理由:「外国人労働者の受け入れ」と「自由貿易」を推進するため
改正入管法を成立させた法務大臣です。2016年10月のTPP特別委員会で、貿易について議論していました。
この状況をどうすべきかというのが…問われておる
山下議員は、TPPについて議論しました。TPPとは、太平洋に面する12ヵ国(アメリカ、カナダ、マレーシア等)との貿易協定をいいます。
このTPPに関して、最後に日本の農業につきまして申し上げますと、2013年、これはFAOの統計でございますが、日本の農業生産額は第9位なんです。
…ところが、日本の農産物や食品の輸出額は、何と71位なんです。TPP参加国中、農産物、食品の輸出額は、何と11位、ブルネイの上なんです。この状況をどうすべきかというのが私はTPPの審議についても問われておると思いますし、また、それに関して、ISDS手続、あるいは著作権や知的財産権についてもしっかり担保されている…
第192回国会 衆議院 環太平洋パートナーシップ協定等に関する特別委員会 平成28年10月31日
山下議員は、高い農業生産力を輸出に十分振り向けることができていないため、TPPで輸出を増やすべきだ、と主張しました。

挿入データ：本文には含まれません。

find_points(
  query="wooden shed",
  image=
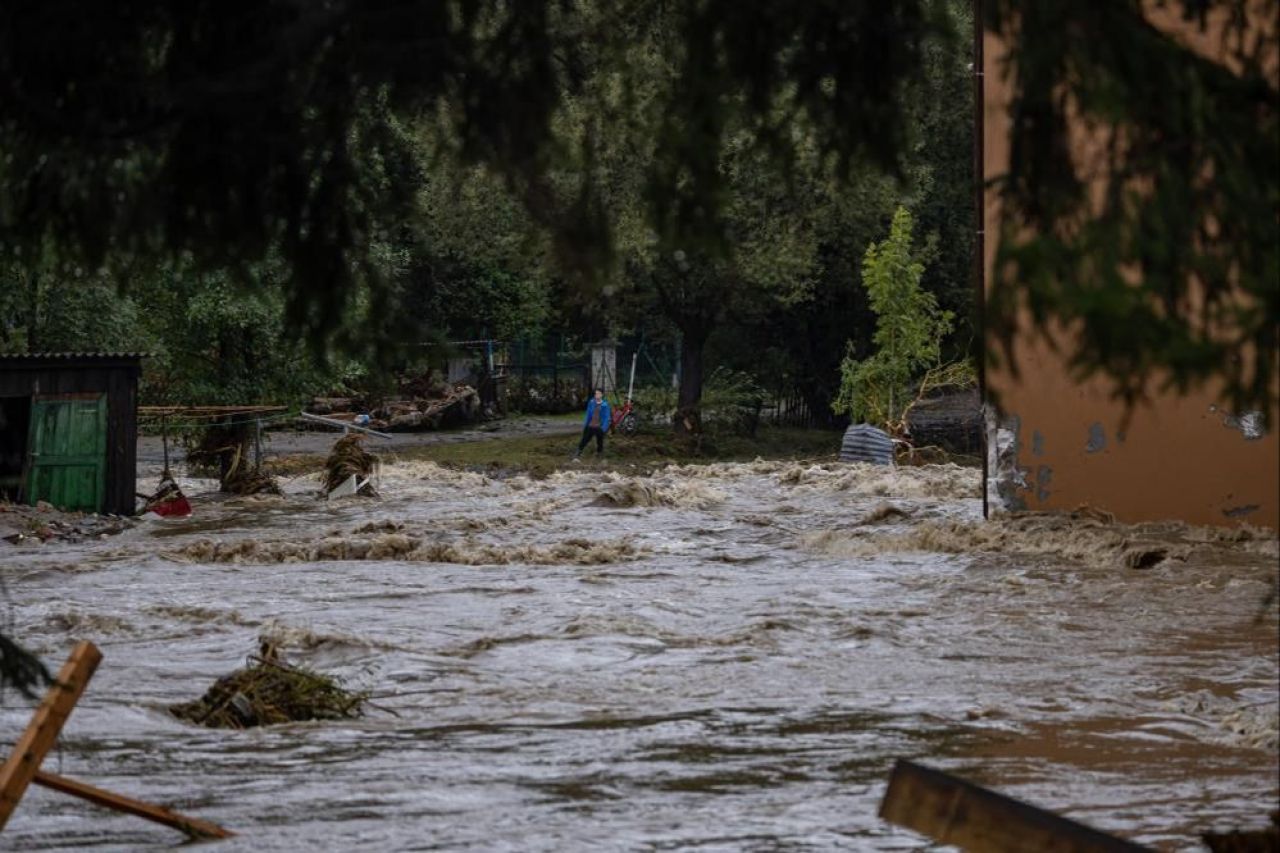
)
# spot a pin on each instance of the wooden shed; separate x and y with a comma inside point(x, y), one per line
point(68, 429)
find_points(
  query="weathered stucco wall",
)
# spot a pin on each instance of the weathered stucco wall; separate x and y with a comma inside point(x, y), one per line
point(1068, 443)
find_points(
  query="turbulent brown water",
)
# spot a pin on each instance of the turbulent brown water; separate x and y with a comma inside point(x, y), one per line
point(725, 657)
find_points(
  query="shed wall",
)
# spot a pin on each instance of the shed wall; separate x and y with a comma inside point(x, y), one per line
point(118, 379)
point(1180, 456)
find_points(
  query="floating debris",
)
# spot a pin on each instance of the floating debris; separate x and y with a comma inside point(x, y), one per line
point(270, 692)
point(348, 459)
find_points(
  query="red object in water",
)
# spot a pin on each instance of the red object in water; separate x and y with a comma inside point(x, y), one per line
point(170, 507)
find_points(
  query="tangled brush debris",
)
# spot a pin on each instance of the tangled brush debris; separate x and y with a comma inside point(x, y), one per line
point(348, 459)
point(270, 692)
point(228, 447)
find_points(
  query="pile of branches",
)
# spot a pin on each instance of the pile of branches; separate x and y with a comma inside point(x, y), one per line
point(423, 401)
point(348, 459)
point(269, 692)
point(225, 448)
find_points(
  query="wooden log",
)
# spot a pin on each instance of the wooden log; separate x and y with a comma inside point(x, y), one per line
point(41, 733)
point(192, 826)
point(952, 811)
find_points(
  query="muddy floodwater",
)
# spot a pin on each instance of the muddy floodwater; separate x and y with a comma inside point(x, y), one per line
point(717, 658)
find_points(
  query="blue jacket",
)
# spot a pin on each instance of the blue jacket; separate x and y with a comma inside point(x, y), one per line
point(604, 414)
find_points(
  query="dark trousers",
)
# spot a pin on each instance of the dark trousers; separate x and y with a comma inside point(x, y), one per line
point(586, 438)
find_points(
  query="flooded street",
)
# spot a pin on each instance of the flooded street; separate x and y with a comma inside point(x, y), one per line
point(725, 657)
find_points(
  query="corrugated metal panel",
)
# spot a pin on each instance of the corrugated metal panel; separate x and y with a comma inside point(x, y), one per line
point(71, 356)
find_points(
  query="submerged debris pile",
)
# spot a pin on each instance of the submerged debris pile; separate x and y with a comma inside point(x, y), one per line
point(348, 459)
point(401, 547)
point(423, 401)
point(227, 447)
point(269, 692)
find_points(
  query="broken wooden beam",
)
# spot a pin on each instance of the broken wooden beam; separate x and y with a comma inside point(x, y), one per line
point(954, 811)
point(41, 733)
point(192, 826)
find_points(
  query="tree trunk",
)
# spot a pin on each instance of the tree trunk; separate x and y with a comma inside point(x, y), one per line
point(33, 313)
point(689, 419)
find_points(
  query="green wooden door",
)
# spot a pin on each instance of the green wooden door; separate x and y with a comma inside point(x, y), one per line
point(68, 452)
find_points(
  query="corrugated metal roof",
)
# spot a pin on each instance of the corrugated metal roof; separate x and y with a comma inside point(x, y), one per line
point(69, 356)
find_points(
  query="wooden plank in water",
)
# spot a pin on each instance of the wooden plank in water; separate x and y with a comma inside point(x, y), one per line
point(192, 826)
point(954, 811)
point(41, 733)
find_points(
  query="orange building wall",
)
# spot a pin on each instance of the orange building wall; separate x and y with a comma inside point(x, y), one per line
point(1176, 457)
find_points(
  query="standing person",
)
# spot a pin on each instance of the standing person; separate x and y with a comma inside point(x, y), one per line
point(595, 423)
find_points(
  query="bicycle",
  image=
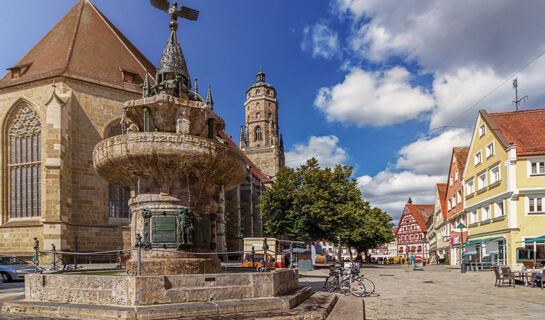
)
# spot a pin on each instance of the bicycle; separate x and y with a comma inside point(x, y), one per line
point(368, 284)
point(344, 283)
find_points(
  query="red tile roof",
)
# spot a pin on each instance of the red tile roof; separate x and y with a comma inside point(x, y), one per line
point(253, 168)
point(525, 129)
point(83, 44)
point(421, 213)
point(461, 157)
point(442, 190)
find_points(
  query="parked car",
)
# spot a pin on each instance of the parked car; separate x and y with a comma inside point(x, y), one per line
point(12, 268)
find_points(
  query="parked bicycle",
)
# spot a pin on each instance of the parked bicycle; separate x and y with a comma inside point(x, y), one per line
point(344, 282)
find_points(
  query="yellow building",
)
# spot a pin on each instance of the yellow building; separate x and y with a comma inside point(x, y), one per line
point(504, 182)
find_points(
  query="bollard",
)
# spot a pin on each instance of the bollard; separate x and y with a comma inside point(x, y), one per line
point(36, 251)
point(138, 253)
point(265, 258)
point(53, 254)
point(253, 254)
point(120, 258)
point(75, 251)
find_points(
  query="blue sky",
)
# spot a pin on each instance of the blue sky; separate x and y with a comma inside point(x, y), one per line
point(360, 82)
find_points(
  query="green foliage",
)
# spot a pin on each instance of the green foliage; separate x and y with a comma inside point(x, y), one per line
point(310, 203)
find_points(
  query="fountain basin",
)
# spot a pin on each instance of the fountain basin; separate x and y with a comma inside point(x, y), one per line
point(167, 158)
point(153, 290)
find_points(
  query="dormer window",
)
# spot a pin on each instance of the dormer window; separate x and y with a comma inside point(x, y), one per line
point(18, 71)
point(130, 77)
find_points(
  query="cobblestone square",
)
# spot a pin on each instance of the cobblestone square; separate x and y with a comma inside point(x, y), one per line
point(438, 292)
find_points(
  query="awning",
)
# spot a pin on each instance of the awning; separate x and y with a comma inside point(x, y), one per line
point(481, 240)
point(541, 239)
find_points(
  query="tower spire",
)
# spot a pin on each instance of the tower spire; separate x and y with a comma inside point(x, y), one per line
point(241, 142)
point(209, 100)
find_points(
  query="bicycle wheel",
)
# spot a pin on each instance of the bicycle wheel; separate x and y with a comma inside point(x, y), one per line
point(331, 284)
point(369, 286)
point(357, 288)
point(345, 287)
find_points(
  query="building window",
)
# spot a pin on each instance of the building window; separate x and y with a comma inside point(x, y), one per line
point(485, 213)
point(24, 164)
point(460, 195)
point(470, 187)
point(473, 217)
point(481, 181)
point(130, 77)
point(495, 174)
point(482, 130)
point(258, 134)
point(538, 167)
point(118, 197)
point(478, 158)
point(498, 209)
point(490, 150)
point(535, 205)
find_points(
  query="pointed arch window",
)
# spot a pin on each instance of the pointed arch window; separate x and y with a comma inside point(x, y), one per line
point(258, 134)
point(118, 197)
point(24, 163)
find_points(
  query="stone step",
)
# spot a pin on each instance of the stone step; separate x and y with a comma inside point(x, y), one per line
point(208, 310)
point(317, 307)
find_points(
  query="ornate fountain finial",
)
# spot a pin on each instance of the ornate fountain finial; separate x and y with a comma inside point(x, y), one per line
point(172, 75)
point(209, 100)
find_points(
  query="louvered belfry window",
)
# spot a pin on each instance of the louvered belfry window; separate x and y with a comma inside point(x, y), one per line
point(24, 164)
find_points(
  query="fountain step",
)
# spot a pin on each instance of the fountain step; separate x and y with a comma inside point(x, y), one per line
point(208, 310)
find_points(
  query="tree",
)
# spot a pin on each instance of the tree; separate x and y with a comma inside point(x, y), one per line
point(310, 203)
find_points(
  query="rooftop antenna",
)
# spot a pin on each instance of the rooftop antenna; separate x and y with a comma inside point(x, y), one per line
point(517, 101)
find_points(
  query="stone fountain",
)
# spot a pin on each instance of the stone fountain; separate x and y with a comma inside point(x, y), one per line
point(175, 165)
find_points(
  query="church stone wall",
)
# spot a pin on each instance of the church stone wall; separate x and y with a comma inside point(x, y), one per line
point(74, 199)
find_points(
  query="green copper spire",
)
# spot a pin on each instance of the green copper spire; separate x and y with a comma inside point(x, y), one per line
point(209, 100)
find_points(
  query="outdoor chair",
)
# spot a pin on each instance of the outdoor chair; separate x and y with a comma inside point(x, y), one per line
point(504, 275)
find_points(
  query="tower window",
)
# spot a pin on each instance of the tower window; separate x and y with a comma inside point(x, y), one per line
point(258, 134)
point(130, 77)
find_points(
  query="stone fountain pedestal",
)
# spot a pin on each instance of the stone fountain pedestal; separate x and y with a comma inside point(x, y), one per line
point(175, 173)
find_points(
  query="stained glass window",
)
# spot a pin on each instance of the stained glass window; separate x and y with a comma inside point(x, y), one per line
point(24, 164)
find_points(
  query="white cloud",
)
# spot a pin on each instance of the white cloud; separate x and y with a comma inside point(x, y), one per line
point(325, 149)
point(374, 98)
point(432, 155)
point(390, 190)
point(323, 41)
point(446, 35)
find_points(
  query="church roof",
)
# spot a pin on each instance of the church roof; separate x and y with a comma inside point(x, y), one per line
point(84, 44)
point(253, 168)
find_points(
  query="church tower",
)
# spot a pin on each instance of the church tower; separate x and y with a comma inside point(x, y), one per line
point(260, 140)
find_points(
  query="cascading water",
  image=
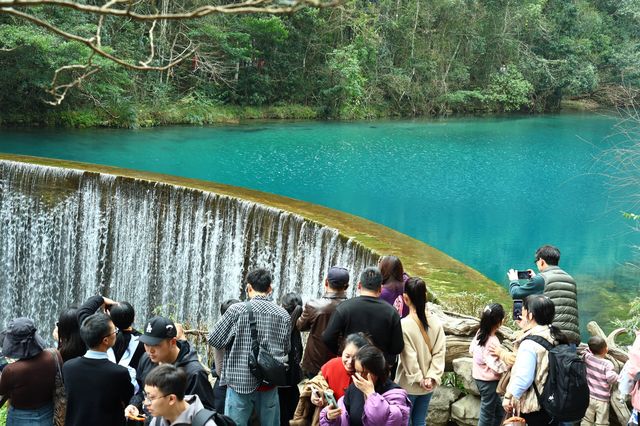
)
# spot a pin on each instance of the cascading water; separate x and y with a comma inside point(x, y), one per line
point(68, 234)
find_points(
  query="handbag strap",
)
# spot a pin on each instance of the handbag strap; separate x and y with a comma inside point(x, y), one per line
point(56, 361)
point(254, 331)
point(425, 336)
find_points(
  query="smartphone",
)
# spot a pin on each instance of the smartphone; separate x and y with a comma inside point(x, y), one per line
point(315, 392)
point(517, 309)
point(330, 398)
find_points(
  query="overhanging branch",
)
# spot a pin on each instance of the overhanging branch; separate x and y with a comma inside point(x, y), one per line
point(254, 6)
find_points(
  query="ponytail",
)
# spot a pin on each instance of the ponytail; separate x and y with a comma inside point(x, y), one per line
point(492, 315)
point(416, 290)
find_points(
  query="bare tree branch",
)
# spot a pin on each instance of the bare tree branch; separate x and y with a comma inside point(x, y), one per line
point(59, 91)
point(248, 6)
point(142, 11)
point(151, 46)
point(91, 43)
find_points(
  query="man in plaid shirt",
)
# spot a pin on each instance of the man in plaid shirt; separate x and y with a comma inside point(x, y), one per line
point(233, 334)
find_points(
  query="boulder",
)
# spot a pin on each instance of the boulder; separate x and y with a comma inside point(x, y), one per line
point(462, 367)
point(440, 405)
point(466, 411)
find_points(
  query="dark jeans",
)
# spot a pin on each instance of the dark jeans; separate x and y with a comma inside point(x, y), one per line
point(219, 395)
point(288, 397)
point(491, 412)
point(539, 418)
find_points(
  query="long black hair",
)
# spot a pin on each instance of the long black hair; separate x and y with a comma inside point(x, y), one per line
point(391, 269)
point(416, 290)
point(70, 343)
point(544, 311)
point(492, 315)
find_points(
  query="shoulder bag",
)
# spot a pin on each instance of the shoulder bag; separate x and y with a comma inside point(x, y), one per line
point(261, 363)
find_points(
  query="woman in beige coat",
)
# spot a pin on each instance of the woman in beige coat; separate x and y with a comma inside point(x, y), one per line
point(421, 362)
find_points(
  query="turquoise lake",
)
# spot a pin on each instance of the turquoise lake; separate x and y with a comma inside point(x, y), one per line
point(486, 191)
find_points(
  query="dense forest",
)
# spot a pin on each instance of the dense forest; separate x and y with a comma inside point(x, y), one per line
point(361, 59)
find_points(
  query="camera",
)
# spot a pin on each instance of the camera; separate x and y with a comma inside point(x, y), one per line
point(517, 309)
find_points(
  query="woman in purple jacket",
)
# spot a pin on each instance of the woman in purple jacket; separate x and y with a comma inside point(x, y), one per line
point(393, 280)
point(372, 399)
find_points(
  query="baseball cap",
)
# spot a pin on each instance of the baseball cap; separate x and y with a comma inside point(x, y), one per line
point(158, 329)
point(338, 276)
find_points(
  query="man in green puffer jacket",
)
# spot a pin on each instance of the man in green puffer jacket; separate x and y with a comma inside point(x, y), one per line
point(554, 283)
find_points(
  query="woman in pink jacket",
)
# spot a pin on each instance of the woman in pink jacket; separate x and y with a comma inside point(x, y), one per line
point(487, 367)
point(372, 399)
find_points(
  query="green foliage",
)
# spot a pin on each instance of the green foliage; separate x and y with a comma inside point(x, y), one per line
point(467, 303)
point(363, 60)
point(464, 101)
point(509, 90)
point(348, 90)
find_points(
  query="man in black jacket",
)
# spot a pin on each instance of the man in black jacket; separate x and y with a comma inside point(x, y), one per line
point(97, 389)
point(368, 314)
point(315, 317)
point(162, 347)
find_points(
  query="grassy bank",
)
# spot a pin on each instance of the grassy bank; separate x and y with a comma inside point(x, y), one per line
point(197, 111)
point(183, 112)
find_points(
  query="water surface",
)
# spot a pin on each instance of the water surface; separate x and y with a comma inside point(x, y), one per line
point(485, 191)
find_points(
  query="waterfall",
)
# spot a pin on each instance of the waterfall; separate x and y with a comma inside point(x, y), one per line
point(68, 234)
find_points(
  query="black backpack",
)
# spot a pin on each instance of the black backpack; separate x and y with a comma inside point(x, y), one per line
point(565, 396)
point(203, 416)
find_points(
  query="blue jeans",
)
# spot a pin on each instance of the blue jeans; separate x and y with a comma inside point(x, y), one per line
point(419, 408)
point(491, 411)
point(239, 406)
point(42, 416)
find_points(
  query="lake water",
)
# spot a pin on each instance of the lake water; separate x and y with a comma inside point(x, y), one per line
point(486, 191)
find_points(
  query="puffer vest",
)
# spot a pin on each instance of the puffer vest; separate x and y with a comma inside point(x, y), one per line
point(561, 288)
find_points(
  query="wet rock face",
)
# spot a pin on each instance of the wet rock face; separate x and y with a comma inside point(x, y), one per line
point(440, 405)
point(462, 367)
point(466, 411)
point(68, 234)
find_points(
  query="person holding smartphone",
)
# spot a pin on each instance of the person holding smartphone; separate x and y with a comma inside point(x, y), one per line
point(372, 399)
point(554, 283)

上のグラフは、TPPに加盟しなかった場合と、加盟した場合の政府試算を比較したものです。政府の試算は、赤字の純輸出に内需増加分をふかすことで、GDPの押し上げ効果を水増ししていました。
そういったことでISDS条項が置かれている
次に、ISDSについて議論しました。
[山下議員の質問]
なぜ国際投資協定においてISDS条項が置かれるのか。ISDS条項がなければ、投資をめぐる紛争が起きたとき、例えば日本側が投資をしたとき、権利救済のため、投資家はどうすることを迫られるのでしょうか。[(答弁を受けた)山下議員の回答]
ISDS条項がないと、結局、投資家側は権利救済を求めるために現地の裁判所に行かなきゃいけないわけです。その現地の裁判所の裁判官が必ずしも国際法の知識があるかどうかはわからない、地裁、高裁が全員が持っているかどうかわからないわけですね。そして、国によっては、例えば陪審とかそういうこともある。公正な判断がされるかどうかというのは、外国の投資家からすれば非常に不安がある。そういったことでISDS条項が置かれているわけでございます。
第192回国会 衆議院 環太平洋パートナーシップ協定等に関する特別委員会 平成28年10月31日
山下議員は、外国人投資家の利益が日本国内の法律よりも優先されるため、ISDS条項の意義は大きい、と主張しました。
どこの国で働こうか…そういうのを見る。賃金もそうかもしれません
2018年11月の本会議で、賃金について議論しました。
まず、今、グローバル社会の中で、さまざまな分野で人手不足が、日本のみならず、いろいろなところで生じているという現状がございます。
そうした中で、外国の方がどこの国で働こうかというところで、さまざまな労働における条件、そういうのを見る。賃金もそうかもしれません。あるいは、労働法制もそうかもしれない。あるいは、生活において安心、安全で暮らせるということもそうかもしれません。多文化共生社会を実現しているかどうか、そういったことも含まれると思います。
第197回国会 衆議院 法務委員会 第2号 平成30年11月13日
山下議員は、外国人労働者が日本で働きたい理由は、日本の賃金水準が母国より高いからである、と主張しました。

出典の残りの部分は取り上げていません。